Allied Blenders & Distillers (ABD) will sell up to 12 per cent stake to PE firms TPG and Carlyle Capital for about $250 million, as per a PTI report citing its vice chairman and chief executive Deepak Roy.
“We have signed two term sheets with Carlyle and TPG already. We are looking at raising $200-275 million in part equity and debt and are ready to divest up to 10-12 per cent to them,” Roy told the news agency.
ABD will use the funding for both organic and inorganic expansion and is in talks to buy Tilaknagar Industries but the deal is struck on the valuations.
The proposed acquisition of Tilaknagar Industries will give ABD a strong foothold in the brandy market and, consequently, good presence in the southern part of the country, as that region is the biggest market for brandy in India.
The company has lined up Rs 450-500 crore capex this fiscal, which will be used to acquisition and bottling capacity expansion.
One of the key spirits company in the country, ABD’s flagship brand, Officer’s Choice, is currently one of the largest selling whisky brand in the world.
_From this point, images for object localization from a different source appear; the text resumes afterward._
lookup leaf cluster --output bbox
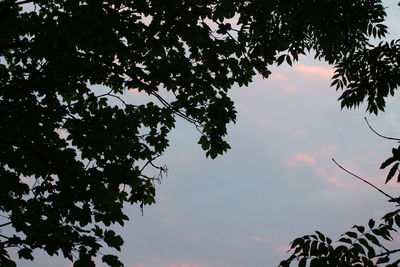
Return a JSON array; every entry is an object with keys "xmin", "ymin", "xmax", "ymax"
[
  {"xmin": 333, "ymin": 40, "xmax": 400, "ymax": 115},
  {"xmin": 280, "ymin": 208, "xmax": 400, "ymax": 267}
]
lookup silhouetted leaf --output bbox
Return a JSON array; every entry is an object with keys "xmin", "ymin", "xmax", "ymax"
[{"xmin": 386, "ymin": 163, "xmax": 399, "ymax": 183}]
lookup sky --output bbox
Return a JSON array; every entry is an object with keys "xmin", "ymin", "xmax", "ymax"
[{"xmin": 10, "ymin": 1, "xmax": 400, "ymax": 267}]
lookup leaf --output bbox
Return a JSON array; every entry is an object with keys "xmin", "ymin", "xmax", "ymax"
[
  {"xmin": 290, "ymin": 238, "xmax": 301, "ymax": 249},
  {"xmin": 198, "ymin": 135, "xmax": 209, "ymax": 151},
  {"xmin": 344, "ymin": 231, "xmax": 358, "ymax": 239},
  {"xmin": 380, "ymin": 157, "xmax": 396, "ymax": 169},
  {"xmin": 315, "ymin": 231, "xmax": 325, "ymax": 242},
  {"xmin": 17, "ymin": 247, "xmax": 33, "ymax": 260},
  {"xmin": 338, "ymin": 237, "xmax": 352, "ymax": 244},
  {"xmin": 276, "ymin": 54, "xmax": 286, "ymax": 66},
  {"xmin": 376, "ymin": 256, "xmax": 390, "ymax": 264},
  {"xmin": 104, "ymin": 230, "xmax": 124, "ymax": 251},
  {"xmin": 352, "ymin": 243, "xmax": 365, "ymax": 255},
  {"xmin": 73, "ymin": 258, "xmax": 96, "ymax": 267},
  {"xmin": 353, "ymin": 225, "xmax": 365, "ymax": 234},
  {"xmin": 365, "ymin": 233, "xmax": 381, "ymax": 247},
  {"xmin": 330, "ymin": 79, "xmax": 339, "ymax": 87},
  {"xmin": 385, "ymin": 163, "xmax": 399, "ymax": 183},
  {"xmin": 102, "ymin": 254, "xmax": 123, "ymax": 267},
  {"xmin": 368, "ymin": 219, "xmax": 375, "ymax": 229},
  {"xmin": 286, "ymin": 55, "xmax": 292, "ymax": 66},
  {"xmin": 358, "ymin": 238, "xmax": 375, "ymax": 258}
]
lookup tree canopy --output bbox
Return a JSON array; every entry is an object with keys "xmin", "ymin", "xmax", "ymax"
[{"xmin": 0, "ymin": 0, "xmax": 395, "ymax": 265}]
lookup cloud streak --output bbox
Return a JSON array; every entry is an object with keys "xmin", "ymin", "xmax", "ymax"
[
  {"xmin": 294, "ymin": 64, "xmax": 334, "ymax": 80},
  {"xmin": 286, "ymin": 154, "xmax": 317, "ymax": 167}
]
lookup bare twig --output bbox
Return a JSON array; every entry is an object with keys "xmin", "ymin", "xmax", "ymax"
[
  {"xmin": 97, "ymin": 89, "xmax": 127, "ymax": 106},
  {"xmin": 332, "ymin": 158, "xmax": 395, "ymax": 201},
  {"xmin": 364, "ymin": 117, "xmax": 400, "ymax": 141},
  {"xmin": 0, "ymin": 221, "xmax": 12, "ymax": 228},
  {"xmin": 0, "ymin": 233, "xmax": 10, "ymax": 239},
  {"xmin": 150, "ymin": 90, "xmax": 204, "ymax": 133},
  {"xmin": 375, "ymin": 248, "xmax": 400, "ymax": 258},
  {"xmin": 0, "ymin": 214, "xmax": 10, "ymax": 219}
]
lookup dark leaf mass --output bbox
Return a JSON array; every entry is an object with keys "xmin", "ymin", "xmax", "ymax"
[{"xmin": 0, "ymin": 0, "xmax": 398, "ymax": 265}]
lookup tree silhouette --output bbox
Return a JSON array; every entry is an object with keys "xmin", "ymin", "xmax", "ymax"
[{"xmin": 0, "ymin": 0, "xmax": 393, "ymax": 265}]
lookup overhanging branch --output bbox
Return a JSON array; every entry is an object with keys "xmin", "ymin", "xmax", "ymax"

It also has grain vodka under Class 21, Jolly Roger rum, Officer’s Choice Blue and Lord & Master brandy among other brands.
Last year in May, ABD had acquired West Bengal-based Wales Distilleries for an undisclosed amount.
In FY14, ABD has achieved sales of 25 million cases, up 24 per cent growth over the previous fiscal year. The company has been recording a CAGR of 20 per cent over the past five years.